Erzieher*innen, Kollegen*innen der Kinder, Jugend- und Familenhilfe

Aktuelles

Betrifft: alle
Leiterinnen und Leiter von Kindertageseinrichtungen

und auch diejenigen, die diesen Beruf ergreifen wollen.

Aktuelle SuE Tarifforderungen

Die Eingruppierungsmerkmale für Leiter*innen sind zu prüfen und deutlich anzuheben. Gegebenenfalls sind neue Eingruppierungen oberhalb der EG S 17 zu schaffen.

Die Eingruppierung ist dabei an die vorhandenen Anforderungen und neuen Belastungen in der Kita-Leitung anzupassen.

Die Funktion der Stellvertretung soll, wie im TVöD vereinbart, flächendeckend eingeführt werden. Dies gilt auch für freie Träger, die nicht unter den TVöD fallen.

Für alle Beschäftigten – auch für Leiter*innen – soll es einen Rechtsanspruch auf Qualifizierung geben.

Die GEW strebt zusätzlich an, die Eingruppierung der Leitungskräfte von der Kinderzahl auf die Zahl der Beschäftigten umzustellen und die Ressourcenverantwortung einzubeziehen.

Einleitung

Professionalisierung

Leiterin / Leiter als Arbeitnehmer*in

Weshalb engagiert sich die GEW?

Die GEW setzt ihre Kampagne „Wir sind die Profis“ fort.

Kita-Leitung ist die Schlüsselfunktion für die Qualität der pädagogischen Arbeit, der Personalfürsorge und der Teamarbeit.

Die GEW tritt für die qualifizierte Leitung von Kitas ein und dazu vertritt sie die Interessen von Menschen, d.h. von allen Leiterinnenund Leitern in Kindertageseinrichtungen!

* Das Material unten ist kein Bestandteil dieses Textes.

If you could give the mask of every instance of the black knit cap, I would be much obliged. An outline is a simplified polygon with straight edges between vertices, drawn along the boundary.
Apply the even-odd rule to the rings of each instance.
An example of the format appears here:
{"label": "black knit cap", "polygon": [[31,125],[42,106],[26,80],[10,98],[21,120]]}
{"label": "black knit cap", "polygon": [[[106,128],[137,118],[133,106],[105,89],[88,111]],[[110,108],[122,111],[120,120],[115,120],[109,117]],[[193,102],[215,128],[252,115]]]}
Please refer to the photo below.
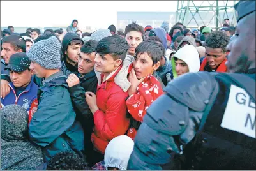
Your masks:
{"label": "black knit cap", "polygon": [[11,56],[9,64],[4,70],[10,70],[15,72],[23,72],[29,68],[30,59],[24,52],[16,53]]}
{"label": "black knit cap", "polygon": [[240,1],[234,8],[236,10],[237,22],[238,22],[245,16],[256,11],[255,1]]}

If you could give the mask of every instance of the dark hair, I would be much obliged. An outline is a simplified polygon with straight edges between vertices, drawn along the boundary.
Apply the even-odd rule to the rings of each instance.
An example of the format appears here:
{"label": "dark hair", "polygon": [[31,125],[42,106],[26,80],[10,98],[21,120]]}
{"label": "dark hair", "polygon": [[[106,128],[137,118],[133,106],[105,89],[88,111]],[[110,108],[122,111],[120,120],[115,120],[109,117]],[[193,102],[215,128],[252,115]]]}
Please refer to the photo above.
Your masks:
{"label": "dark hair", "polygon": [[209,34],[206,41],[206,47],[218,48],[221,48],[222,52],[226,52],[226,47],[229,42],[229,37],[220,31],[213,31]]}
{"label": "dark hair", "polygon": [[48,29],[45,30],[45,31],[43,32],[43,34],[49,34],[48,33],[50,32],[50,33],[51,33],[52,34],[55,34],[54,31],[53,29]]}
{"label": "dark hair", "polygon": [[177,26],[177,25],[182,25],[182,26],[184,26],[182,22],[178,22],[176,24],[175,24],[175,26]]}
{"label": "dark hair", "polygon": [[10,29],[10,28],[13,28],[13,29],[14,29],[13,26],[9,26],[7,27],[7,29]]}
{"label": "dark hair", "polygon": [[142,38],[143,37],[143,34],[144,34],[144,29],[143,28],[143,27],[133,22],[128,24],[125,27],[124,35],[126,36],[127,33],[132,31],[140,32]]}
{"label": "dark hair", "polygon": [[83,44],[84,44],[84,41],[82,41],[81,40],[73,39],[72,41],[70,41],[70,43],[68,44],[68,46],[77,45],[80,45],[82,46]]}
{"label": "dark hair", "polygon": [[169,32],[169,35],[171,38],[172,38],[172,34],[174,34],[174,31],[175,29],[179,29],[181,31],[181,33],[183,33],[182,28],[178,26],[174,26],[172,27],[172,29],[170,29],[170,32]]}
{"label": "dark hair", "polygon": [[175,41],[174,41],[174,42],[178,42],[178,43],[179,43],[179,42],[181,41],[181,40],[182,40],[184,38],[184,36],[178,36],[178,37],[175,40]]}
{"label": "dark hair", "polygon": [[153,41],[155,41],[156,42],[159,42],[160,43],[162,43],[161,40],[160,38],[158,38],[158,36],[149,36],[149,38],[147,39],[148,40],[153,40]]}
{"label": "dark hair", "polygon": [[25,42],[31,42],[31,43],[33,43],[32,41],[31,41],[30,39],[29,39],[29,38],[26,39],[26,40],[25,40]]}
{"label": "dark hair", "polygon": [[136,58],[139,54],[142,54],[147,53],[152,59],[153,64],[155,64],[157,62],[160,61],[161,58],[165,55],[159,45],[162,45],[162,44],[158,44],[153,40],[142,41],[137,47],[134,58]]}
{"label": "dark hair", "polygon": [[36,43],[38,41],[40,41],[41,40],[49,39],[51,36],[56,37],[59,40],[59,42],[61,42],[61,40],[59,39],[59,38],[57,36],[56,36],[55,35],[55,34],[51,33],[51,34],[43,34],[43,35],[39,36],[35,40],[34,40],[34,44]]}
{"label": "dark hair", "polygon": [[117,34],[119,36],[124,36],[124,33],[122,31],[117,30]]}
{"label": "dark hair", "polygon": [[82,36],[91,36],[91,33],[89,33],[89,32],[84,32],[83,34],[82,34]]}
{"label": "dark hair", "polygon": [[129,45],[124,38],[114,34],[100,40],[96,51],[101,55],[110,54],[114,60],[121,59],[123,61],[128,48]]}
{"label": "dark hair", "polygon": [[53,156],[47,163],[47,170],[90,170],[87,163],[78,154],[61,152]]}
{"label": "dark hair", "polygon": [[174,56],[174,59],[175,61],[177,61],[179,59],[178,59],[176,57]]}
{"label": "dark hair", "polygon": [[26,31],[29,31],[29,30],[30,30],[30,31],[31,31],[32,32],[32,30],[33,30],[33,29],[32,28],[27,28],[26,30]]}
{"label": "dark hair", "polygon": [[223,27],[225,27],[229,28],[229,25],[227,24],[224,24],[223,25]]}
{"label": "dark hair", "polygon": [[61,34],[63,33],[63,29],[57,29],[57,30],[54,30],[54,33],[58,33],[59,34]]}
{"label": "dark hair", "polygon": [[80,32],[82,33],[82,31],[81,30],[80,30],[80,29],[77,29],[77,30],[75,31],[75,33],[79,32],[79,31],[80,31]]}
{"label": "dark hair", "polygon": [[26,52],[25,40],[20,36],[11,34],[9,36],[5,36],[2,40],[2,43],[10,43],[14,47],[14,50],[18,51],[19,49],[22,50],[22,52]]}
{"label": "dark hair", "polygon": [[190,31],[190,29],[183,29],[183,35],[184,35],[184,36],[186,36],[186,34],[188,34],[188,32],[190,32],[190,33],[191,33],[191,31]]}
{"label": "dark hair", "polygon": [[200,29],[199,29],[200,32],[202,33],[202,30],[203,30],[203,29],[204,29],[204,27],[206,27],[206,26],[203,26],[200,27]]}
{"label": "dark hair", "polygon": [[97,44],[98,41],[94,40],[87,41],[81,47],[81,52],[90,54],[94,52],[96,52]]}
{"label": "dark hair", "polygon": [[32,29],[31,32],[34,32],[34,31],[36,32],[36,33],[37,33],[38,35],[41,34],[41,31],[40,31],[40,30],[38,29],[37,29],[37,28]]}

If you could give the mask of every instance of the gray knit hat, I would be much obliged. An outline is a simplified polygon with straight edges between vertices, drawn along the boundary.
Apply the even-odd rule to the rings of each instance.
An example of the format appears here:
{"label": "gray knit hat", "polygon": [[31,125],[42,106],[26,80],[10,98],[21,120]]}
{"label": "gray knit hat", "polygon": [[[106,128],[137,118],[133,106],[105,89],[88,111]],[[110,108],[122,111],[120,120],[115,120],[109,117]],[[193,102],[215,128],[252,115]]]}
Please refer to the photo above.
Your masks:
{"label": "gray knit hat", "polygon": [[169,29],[169,23],[167,21],[164,21],[161,25],[161,28],[163,29],[165,32],[169,32],[170,29]]}
{"label": "gray knit hat", "polygon": [[93,32],[91,36],[91,40],[94,40],[100,41],[102,38],[112,36],[109,29],[98,29]]}
{"label": "gray knit hat", "polygon": [[28,114],[18,105],[9,105],[1,110],[1,137],[8,140],[23,140],[27,132]]}
{"label": "gray knit hat", "polygon": [[27,53],[30,60],[47,69],[61,67],[61,44],[55,36],[41,40],[31,47]]}

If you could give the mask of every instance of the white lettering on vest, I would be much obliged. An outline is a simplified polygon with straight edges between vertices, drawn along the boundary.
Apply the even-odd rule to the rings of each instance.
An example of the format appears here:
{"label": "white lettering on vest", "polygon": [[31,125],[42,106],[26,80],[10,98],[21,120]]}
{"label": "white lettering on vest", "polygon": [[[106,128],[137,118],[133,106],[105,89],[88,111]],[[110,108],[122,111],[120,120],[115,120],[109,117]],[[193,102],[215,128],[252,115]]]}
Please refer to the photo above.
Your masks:
{"label": "white lettering on vest", "polygon": [[220,126],[255,138],[255,103],[242,88],[231,85]]}

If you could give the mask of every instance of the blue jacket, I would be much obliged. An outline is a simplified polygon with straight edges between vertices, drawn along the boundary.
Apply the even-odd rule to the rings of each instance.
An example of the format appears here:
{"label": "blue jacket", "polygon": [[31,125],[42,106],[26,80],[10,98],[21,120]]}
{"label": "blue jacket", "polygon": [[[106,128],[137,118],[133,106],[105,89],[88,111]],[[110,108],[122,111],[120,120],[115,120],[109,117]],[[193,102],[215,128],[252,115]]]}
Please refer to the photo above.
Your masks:
{"label": "blue jacket", "polygon": [[45,79],[38,90],[38,108],[29,133],[32,142],[43,148],[44,162],[65,151],[82,157],[83,128],[75,119],[66,78],[62,71],[56,73]]}
{"label": "blue jacket", "polygon": [[1,59],[1,74],[9,75],[8,70],[4,70],[4,69],[5,68],[6,66],[6,64],[5,64],[4,60],[3,59]]}
{"label": "blue jacket", "polygon": [[19,96],[16,96],[15,87],[14,87],[13,84],[12,82],[10,83],[9,86],[11,89],[10,93],[4,99],[1,98],[2,106],[17,104],[22,106],[29,112],[32,103],[36,100],[38,86],[34,82],[33,79],[31,79],[29,84]]}

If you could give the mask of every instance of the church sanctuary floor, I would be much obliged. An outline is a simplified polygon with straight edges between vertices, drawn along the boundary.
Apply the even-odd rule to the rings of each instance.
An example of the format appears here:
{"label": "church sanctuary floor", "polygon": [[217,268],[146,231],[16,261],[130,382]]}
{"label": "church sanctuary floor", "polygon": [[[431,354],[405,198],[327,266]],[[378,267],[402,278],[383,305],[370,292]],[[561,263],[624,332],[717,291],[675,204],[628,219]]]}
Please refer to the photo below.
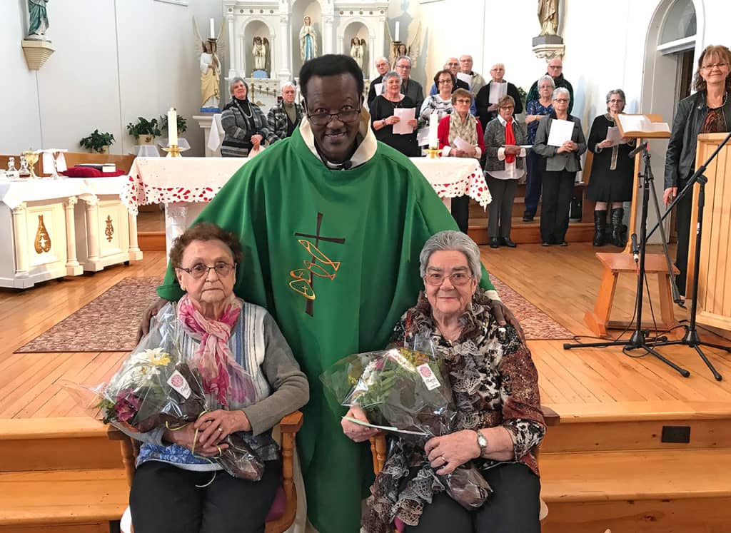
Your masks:
{"label": "church sanctuary floor", "polygon": [[[602,274],[594,252],[616,249],[570,243],[567,248],[522,244],[514,249],[481,249],[489,272],[575,334],[591,335],[583,315],[594,306]],[[80,418],[85,413],[61,388],[60,382],[101,382],[125,356],[123,352],[13,351],[123,278],[162,276],[164,266],[163,252],[147,252],[140,262],[112,267],[94,276],[49,281],[23,292],[0,290],[0,453],[7,450],[4,442],[28,446],[30,440],[23,445],[23,439],[38,439],[44,428],[50,432],[50,428],[63,426],[64,419],[82,426],[80,435],[94,434]],[[632,316],[635,284],[632,276],[620,276],[613,319]],[[652,280],[651,295],[657,314],[657,290]],[[649,306],[646,309],[649,317]],[[685,311],[675,310],[677,319],[685,318]],[[705,330],[700,333],[704,340],[729,344]],[[687,348],[660,350],[691,371],[690,377],[683,378],[652,356],[631,358],[621,347],[565,351],[564,342],[528,343],[538,369],[542,404],[561,417],[560,423],[550,428],[540,455],[542,496],[549,510],[544,533],[603,533],[607,528],[613,533],[727,532],[731,523],[731,356],[706,350],[725,378],[716,382]],[[100,434],[103,436],[103,431],[96,430],[96,436]],[[106,451],[99,453],[116,453],[118,445],[110,447],[109,442],[102,441],[99,449]],[[35,464],[37,460],[29,454],[18,456],[28,455]],[[23,468],[11,464],[12,461],[0,460],[0,493],[37,490],[37,485],[19,480],[22,472],[16,471],[39,467]],[[105,476],[114,478],[102,485],[110,488],[107,496],[112,502],[99,503],[102,510],[96,514],[84,515],[83,520],[77,515],[69,518],[63,507],[70,504],[63,495],[54,496],[57,504],[48,513],[58,513],[61,518],[56,523],[69,528],[55,530],[107,531],[105,513],[118,515],[118,507],[126,505],[126,485],[119,474],[124,471],[118,462],[113,474],[108,464],[95,466],[96,485],[86,478],[78,481],[97,487]],[[74,480],[86,475],[77,465],[73,472]],[[53,479],[48,478],[48,486],[55,483]],[[13,510],[9,507],[12,503],[4,496],[0,499],[5,500],[0,503],[0,533],[50,531],[18,529],[19,524],[39,528],[44,523],[39,518],[42,513]],[[99,499],[90,496],[93,502]],[[26,502],[20,496],[17,501]],[[77,526],[69,526],[73,523]]]}

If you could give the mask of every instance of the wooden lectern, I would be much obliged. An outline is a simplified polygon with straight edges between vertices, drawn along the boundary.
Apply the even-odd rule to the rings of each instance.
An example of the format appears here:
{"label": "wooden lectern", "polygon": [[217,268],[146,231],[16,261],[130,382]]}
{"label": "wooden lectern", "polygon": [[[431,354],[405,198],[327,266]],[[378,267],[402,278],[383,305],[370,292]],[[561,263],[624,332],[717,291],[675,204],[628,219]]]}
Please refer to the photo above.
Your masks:
{"label": "wooden lectern", "polygon": [[[726,138],[726,133],[704,133],[698,135],[696,165],[706,161]],[[699,324],[722,330],[724,336],[731,333],[731,146],[727,145],[709,165],[704,173],[708,178],[705,185],[705,207],[703,210],[703,230],[701,235],[700,268],[698,275]],[[695,221],[698,215],[698,190],[693,190],[693,211],[691,215],[690,247],[688,259],[688,281],[686,295],[690,298],[693,287],[695,256]]]}
{"label": "wooden lectern", "polygon": [[[623,124],[622,118],[628,120]],[[633,126],[629,126],[634,123]],[[642,127],[637,127],[640,123],[644,123]],[[623,115],[617,121],[622,137],[637,140],[638,145],[644,142],[644,139],[667,139],[670,132],[667,124],[662,122],[659,115]],[[642,154],[635,156],[635,177],[632,188],[632,202],[629,209],[629,227],[628,235],[636,233],[637,209],[640,204],[640,174],[642,164]],[[731,190],[731,186],[730,186]],[[597,252],[596,257],[604,265],[604,274],[602,276],[602,284],[599,285],[599,294],[594,303],[593,311],[584,315],[584,322],[597,336],[607,335],[607,329],[624,329],[629,322],[622,320],[610,321],[609,317],[614,301],[614,292],[617,285],[617,279],[621,273],[632,273],[636,275],[637,265],[630,255],[631,244],[627,239],[624,250],[620,253]],[[648,254],[645,257],[645,268],[648,274],[655,274],[657,278],[658,287],[660,292],[660,320],[658,326],[664,329],[670,329],[678,325],[673,311],[673,296],[670,284],[673,283],[673,276],[677,273],[677,269],[673,268],[670,273],[664,257],[659,254]],[[731,269],[730,269],[731,272]],[[731,289],[730,289],[731,295]],[[731,295],[730,295],[731,302]],[[642,325],[643,329],[652,329],[653,324],[645,322]]]}

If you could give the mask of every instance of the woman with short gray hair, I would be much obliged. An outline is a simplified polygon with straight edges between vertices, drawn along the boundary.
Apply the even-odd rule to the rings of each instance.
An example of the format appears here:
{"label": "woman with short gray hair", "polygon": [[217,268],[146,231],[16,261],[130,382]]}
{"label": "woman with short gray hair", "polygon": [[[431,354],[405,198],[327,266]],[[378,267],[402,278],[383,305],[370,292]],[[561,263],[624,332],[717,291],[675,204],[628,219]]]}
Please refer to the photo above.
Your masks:
{"label": "woman with short gray hair", "polygon": [[[533,149],[545,161],[543,200],[541,202],[541,241],[544,246],[567,246],[569,208],[574,194],[576,173],[581,170],[580,156],[586,151],[581,121],[569,113],[571,93],[563,87],[553,90],[553,111],[538,124]],[[548,144],[554,121],[573,122],[570,138],[561,145]]]}
{"label": "woman with short gray hair", "polygon": [[221,113],[221,126],[225,134],[221,155],[246,157],[250,151],[258,151],[269,137],[269,124],[262,110],[249,101],[249,86],[243,78],[231,80],[229,91],[231,100]]}
{"label": "woman with short gray hair", "polygon": [[[433,235],[420,263],[424,291],[396,325],[391,346],[431,341],[459,416],[452,433],[423,446],[388,437],[388,456],[371,488],[361,531],[393,531],[400,521],[414,533],[539,533],[535,450],[545,422],[531,353],[513,328],[501,328],[491,317],[490,300],[477,284],[480,250],[469,237],[453,230]],[[357,406],[348,416],[368,420]],[[363,426],[344,419],[341,425],[352,440],[367,440]],[[447,495],[444,476],[470,464],[499,497],[467,510]]]}
{"label": "woman with short gray hair", "polygon": [[611,205],[612,242],[624,246],[624,208],[623,202],[632,199],[635,160],[628,156],[637,139],[609,139],[609,129],[617,127],[617,115],[624,113],[624,91],[614,89],[607,93],[607,113],[594,118],[589,132],[587,148],[594,155],[586,197],[594,205],[595,246],[604,245],[607,228],[607,207]]}

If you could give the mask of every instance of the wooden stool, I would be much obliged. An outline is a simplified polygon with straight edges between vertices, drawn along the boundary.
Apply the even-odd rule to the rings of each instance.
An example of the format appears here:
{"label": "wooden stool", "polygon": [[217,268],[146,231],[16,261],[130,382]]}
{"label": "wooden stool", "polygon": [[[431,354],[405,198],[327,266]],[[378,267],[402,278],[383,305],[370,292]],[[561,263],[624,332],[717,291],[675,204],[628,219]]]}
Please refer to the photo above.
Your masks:
{"label": "wooden stool", "polygon": [[[584,315],[584,322],[594,335],[603,337],[608,329],[624,329],[629,322],[626,321],[610,320],[612,304],[614,302],[614,290],[617,287],[617,277],[621,272],[631,272],[637,275],[637,265],[631,254],[606,254],[598,252],[596,257],[604,265],[602,284],[599,287],[596,303],[593,313]],[[660,320],[659,328],[668,330],[678,325],[673,312],[673,292],[670,284],[673,280],[667,272],[665,256],[660,254],[648,254],[645,257],[645,271],[648,274],[656,274],[657,284],[660,290]],[[673,273],[678,270],[673,266]],[[643,322],[643,329],[653,329],[652,322]]]}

Leiter*innen repräsentieren den Träger nach innen und außen. Mit ihrer pädagogischen, sächlichen und finanziellen Verantwortung üben sie Aufgaben der Fach- und Dienstaufsicht und für das Budget aus.

Als Vertreter*innen des Trägers benötigen sie klare Aufgabenbeschreibungen und dazu passende Entscheidungskompetenzen.

Leiter*innen brauchen die aktive Unterstützung des Trägers.

Sie haben ein Recht auf gesicherte Rahmenbedingungen, vor allem ein angemessenes Zeitkontingent durch grundsätzliche Freistellung von der regelmäßigen, täglichen Arbeit mit Kindern. Das Leiten darf nicht durch Verwaltungs- und Schreibarbeiten eingeschränkt werden.

Das gilt auch für die Position der Stellvertretung.

Ein Aufstieg zum/zur Leiter*in muss sowohl über Fachpraxis als auch über spezielle Studiengänge und Weiterbildungen planbar werden.

Die Strategie heißt Professionalisierung

Die GEW versteht Professionalisierung hier als Entwicklung von einem ausgeübten zu einem anerkannten Beruf.

Der Beruf Kita-Leiter*in muss den Kriterien eines eigenständigen Berufsbildes genügen.

Von der Ausbildung (Aufstiegsqualifizierung und/oder Akademisierung) über den Zugang (Theorie und praktische Erfahrung) und eine berufsbegleitende Unterstützung ist für die Kita-Leiter*innen in Umfang und Qualität ein anspruchsvolles Qualifikationsprofil zu etablieren.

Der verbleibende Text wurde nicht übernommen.